Pennsylvania. The University of Pennsylvania Press has long-established lists in interdisciplinary and comparative literary studies, from the medieval to the modern; its Material Texts series, in particular, explores cultural technologies of communication—books, manuscripts, scrolls, films, graffiti, the actor’s voice—with particular attention to the ways that the specific material forms in which linguistic communications are cast affect their meaning. Yet the scholarly ambitions of the list have been hampered by concerns about market, and when book sales are considered, certain fields—early modern French or German, Italian studies of any period—have heretofore been only marginally viable at best. The Mellon grant will help remove such restrictions.
Virginia.

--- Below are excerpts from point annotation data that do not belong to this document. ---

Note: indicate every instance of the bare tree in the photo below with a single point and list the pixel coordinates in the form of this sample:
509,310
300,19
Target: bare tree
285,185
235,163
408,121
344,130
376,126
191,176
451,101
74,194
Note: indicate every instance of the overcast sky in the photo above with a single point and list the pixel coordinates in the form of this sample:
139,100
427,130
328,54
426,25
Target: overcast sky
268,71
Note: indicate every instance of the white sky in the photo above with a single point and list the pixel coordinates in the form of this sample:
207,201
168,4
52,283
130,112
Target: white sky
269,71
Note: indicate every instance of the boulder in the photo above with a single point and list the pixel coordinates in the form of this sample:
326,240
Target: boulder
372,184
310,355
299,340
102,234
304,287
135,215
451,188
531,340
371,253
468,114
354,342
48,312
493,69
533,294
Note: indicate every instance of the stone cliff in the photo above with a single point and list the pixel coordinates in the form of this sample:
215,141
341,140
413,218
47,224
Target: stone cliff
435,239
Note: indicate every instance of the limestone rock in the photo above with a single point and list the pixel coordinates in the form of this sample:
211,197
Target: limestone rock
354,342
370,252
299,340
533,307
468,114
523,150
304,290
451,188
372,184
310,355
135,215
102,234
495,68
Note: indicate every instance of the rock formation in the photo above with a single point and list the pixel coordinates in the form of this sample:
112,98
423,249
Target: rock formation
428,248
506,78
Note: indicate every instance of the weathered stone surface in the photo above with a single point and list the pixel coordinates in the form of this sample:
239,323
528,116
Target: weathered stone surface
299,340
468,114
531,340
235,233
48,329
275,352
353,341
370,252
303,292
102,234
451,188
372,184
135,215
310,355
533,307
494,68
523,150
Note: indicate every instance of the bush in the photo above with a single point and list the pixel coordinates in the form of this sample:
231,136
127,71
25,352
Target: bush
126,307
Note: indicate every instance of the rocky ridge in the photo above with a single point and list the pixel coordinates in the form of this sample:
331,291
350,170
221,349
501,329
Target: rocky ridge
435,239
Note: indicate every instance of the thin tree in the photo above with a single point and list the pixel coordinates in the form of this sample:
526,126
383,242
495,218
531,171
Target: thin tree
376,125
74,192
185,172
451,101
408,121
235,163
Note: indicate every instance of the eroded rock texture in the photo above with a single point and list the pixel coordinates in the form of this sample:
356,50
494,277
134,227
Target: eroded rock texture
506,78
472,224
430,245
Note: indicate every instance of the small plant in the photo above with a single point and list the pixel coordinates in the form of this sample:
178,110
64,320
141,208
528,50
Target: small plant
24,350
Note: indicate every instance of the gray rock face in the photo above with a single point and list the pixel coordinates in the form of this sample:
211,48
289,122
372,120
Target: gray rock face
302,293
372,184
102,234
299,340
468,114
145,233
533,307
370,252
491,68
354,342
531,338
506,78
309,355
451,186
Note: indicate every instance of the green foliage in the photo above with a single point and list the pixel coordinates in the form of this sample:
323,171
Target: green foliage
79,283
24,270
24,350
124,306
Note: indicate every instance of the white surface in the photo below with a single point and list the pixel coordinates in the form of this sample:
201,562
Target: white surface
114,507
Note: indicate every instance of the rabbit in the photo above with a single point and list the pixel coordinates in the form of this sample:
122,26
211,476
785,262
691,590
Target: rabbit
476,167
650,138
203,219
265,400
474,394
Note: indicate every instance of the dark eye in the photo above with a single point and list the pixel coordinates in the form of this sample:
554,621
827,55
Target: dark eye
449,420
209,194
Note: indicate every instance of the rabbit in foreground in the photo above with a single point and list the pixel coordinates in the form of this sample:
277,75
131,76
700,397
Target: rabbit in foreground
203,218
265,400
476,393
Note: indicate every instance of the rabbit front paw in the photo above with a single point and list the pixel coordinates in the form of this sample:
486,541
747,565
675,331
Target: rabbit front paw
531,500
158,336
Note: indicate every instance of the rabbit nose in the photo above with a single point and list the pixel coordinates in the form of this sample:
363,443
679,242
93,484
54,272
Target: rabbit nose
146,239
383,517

As the publisher of a translation series in francophone literature from the Caribbean and Africa, Virginia occasionally takes on studies of these literatures (not translations) that demand knowledge of French. Similarly, the Press also publishes Caribbean cultural studies that often demand a knowledge of the multiple languages in that region—not only French but also Spanish, Portuguese, and Dutch. These multilingual studies tend to be underserved because of their specialization, and up to now, Virginia has published only a small number of them. Again, the Mellon grant will work to remove this restriction.
Washington. The University of Washington Press’s publications in literary studies cover a range of world literatures studied from a variety of disciplinary perspectives, with particular focus on the literatures of Asia (especially China), Scandinavia, and the Middle East. The Literary Conjugations series investigates literary artifacts in their cultural and historical environments.
The Consortium: Editorial Processes
The Modern Literature Initiative focuses on single-author works by first-time authors. Participating presses are using the initiative both to build on existing strengths and to add work concerning languages on which they have not published before.
Because this initiative focuses not on this language or that language, but rather on questions involving language itself—and because the consortium explicitly involves presses with either series or lists that in their conception cut across distinctions between individual languages—the question is not whether X press will add books in Y language, but that of increasing these presses’ ability to publish on a scale that might help address a crisis in scholarly communication in the modern languages.
Each press applies its own policies for acquisition, review, approval, revision, and development, up to the point of transmittal to an outside managing editor for copyediting and production. We also offer a standard royalty advance of $1,000.